Enhancing Stroke Recovery Assessment: A Machine Learning Approach to Real-World Hand Function Analysis

Janmesh Ukey, Christian Rogers, Scott Uhlrich, Murat Akcakaya, Amit Sethi

International Journal of Medical Informatics, 204 (2025) 106077

Overview

Hand weakness is a leading cause of long-term disability among stroke survivors, severely limiting daily activities and quality of life. While wrist-worn accelerometers offer an objective means of measuring upper limb use in real-world settings, traditional metrics — such as movement duration and interlimb ratios — provide limited clinical insight. When combined with unsupervised clustering, these heuristic measures frequently produce groups with substantial overlap on validated clinical scales like the Action Research Arm Test (ARAT).
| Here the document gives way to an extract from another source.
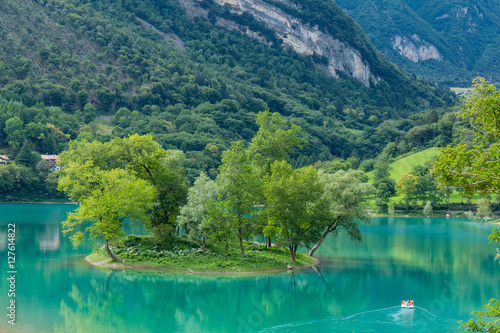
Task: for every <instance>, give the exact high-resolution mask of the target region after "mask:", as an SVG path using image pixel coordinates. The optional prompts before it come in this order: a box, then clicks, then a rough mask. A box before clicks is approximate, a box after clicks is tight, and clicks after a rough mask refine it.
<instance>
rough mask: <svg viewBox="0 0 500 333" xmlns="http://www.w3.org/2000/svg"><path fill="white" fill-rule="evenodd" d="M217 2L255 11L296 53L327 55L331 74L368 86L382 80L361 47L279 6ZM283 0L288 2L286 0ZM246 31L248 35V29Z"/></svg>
mask: <svg viewBox="0 0 500 333" xmlns="http://www.w3.org/2000/svg"><path fill="white" fill-rule="evenodd" d="M216 2H217V3H218V4H219V5H221V6H223V5H229V6H230V7H231V9H232V11H233V12H236V13H243V12H248V13H250V14H252V15H253V16H254V18H256V19H257V20H259V21H262V22H264V23H265V24H266V25H267V26H268V27H269V28H272V29H273V30H274V31H275V32H276V34H277V36H278V37H279V38H280V39H282V40H283V43H284V45H286V46H289V47H291V48H293V50H295V51H296V52H297V53H299V54H302V55H313V54H316V55H319V56H322V57H325V58H326V59H328V72H329V74H330V75H333V76H335V77H338V71H342V72H344V73H346V74H348V75H350V76H351V77H353V78H356V79H357V80H359V81H360V82H362V83H363V84H364V85H365V86H369V85H370V81H372V82H373V83H375V84H376V83H377V82H378V81H380V78H379V77H377V76H375V75H374V74H373V73H372V71H371V69H370V65H369V64H368V62H367V61H366V60H364V59H363V58H362V56H361V53H360V52H359V51H358V50H356V49H354V48H352V47H351V46H350V45H348V44H347V43H344V42H341V41H340V40H338V39H336V38H335V37H334V36H331V35H329V34H326V33H324V32H322V31H320V30H319V27H318V26H314V27H311V26H310V25H309V24H304V23H303V22H301V21H300V20H299V19H297V18H295V17H292V16H290V15H288V14H286V13H284V12H283V11H282V10H281V9H279V8H278V7H276V6H273V5H270V4H268V3H265V2H263V1H261V0H216ZM281 2H282V3H285V4H287V2H286V0H282V1H281ZM287 5H288V4H287ZM226 25H227V23H226ZM244 32H245V33H247V34H249V32H248V31H244ZM254 38H255V37H254Z"/></svg>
This paper presents a supervised machine learning framework that classifies post-stroke upper limb performance from 24-hour accelerometer recordings in a way that aligns with clinically validated ARAT scores. A deep neural network (DNN) extracts latent features directly from raw triaxial accelerometer data, which are then used alongside demographic and heuristic accelerometry variables in a random forest classifier to categorize participants into five distinct performance groups.

Methods

The study analyzed data from 211 participants across three cohorts: individuals with acute/subacute stroke (n = 57, tracked 2 weeks to 6 months post-stroke), individuals with chronic stroke (n = 78, more than 6 months post-stroke), and neurologically intact adults serving as controls (n = 76). Participants wore ActiGraph GTX3 accelerometers on both wrists during 24-hour periods outside clinical settings.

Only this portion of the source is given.